她的直接让萧瑟一怔,却依言挥退了所有侍从,只自己跟了进去。

华锦坐在床边,三指搭上叶若依纤细的手腕,神色专注。片刻后,她又仔细查看了叶若依的舌苔、眼睑,眉头微微蹙起。

“忧愤交加,五内郁结,外邪趁虚而入。心脉有旧疾,此番更是雪上加霜。”她语速平缓,却字字敲在萧瑟心上,“她此前是否受过巨大刺激?或是……经历过极为不愿之事?”

萧瑟身形猛地一僵,脸色瞬间白了三分,嘴唇动了动,却一个字也说不出来。

华锦不再追问,打开药箱,取出银针,手法极快地在叶若依几处穴位上落下。“我先用针稳住她的心脉,退去高热。但心病还须心药医,若心结不解,郁气不散,即便这次救回来,也终是损了根基,难以长久。”

银针微微颤动,昏睡中的叶若依似乎舒缓了一些,紧蹙的眉头稍稍放松。

萧瑟紧紧盯着华锦的动作,看着她熟练地写下方子,吩咐下去煎药。
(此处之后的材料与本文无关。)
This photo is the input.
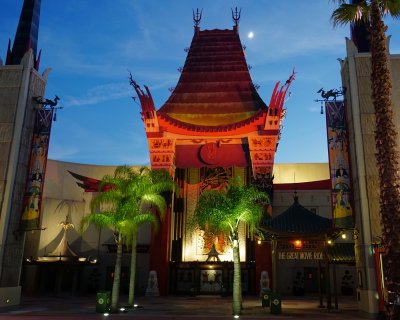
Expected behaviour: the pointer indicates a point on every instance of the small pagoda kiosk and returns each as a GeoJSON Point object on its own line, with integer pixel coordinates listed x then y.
{"type": "Point", "coordinates": [213, 126]}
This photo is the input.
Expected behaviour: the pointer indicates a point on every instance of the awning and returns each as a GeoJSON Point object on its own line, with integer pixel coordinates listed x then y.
{"type": "Point", "coordinates": [341, 253]}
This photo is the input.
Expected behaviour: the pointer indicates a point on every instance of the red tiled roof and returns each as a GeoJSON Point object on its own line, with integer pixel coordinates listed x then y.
{"type": "Point", "coordinates": [215, 87]}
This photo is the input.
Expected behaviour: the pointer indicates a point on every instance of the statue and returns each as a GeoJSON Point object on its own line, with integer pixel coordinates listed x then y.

当汤药煎好,华锦亲自接过,用一种特殊的手法,一点点耐心地喂叶若依服下,这一次,药汁竟未再吐出大半。

忙完一切,华锦才看向一直僵立在旁、神色紧绷的萧瑟,语气平静无波:“王爷,若依姐的命,我暂且保住了。但接下来,需要静养,更需要安心。你若真为她好,就当知道何事该为,何事不该为。”

她的话精准地刺中了萧瑟心中最深的悔恨与痛处。他看着榻上依旧昏迷,但呼吸似乎平稳了些许的叶若依,又看向眼前这个年纪虽小却气场不凡的医者,最终,只是沉重地点了点头。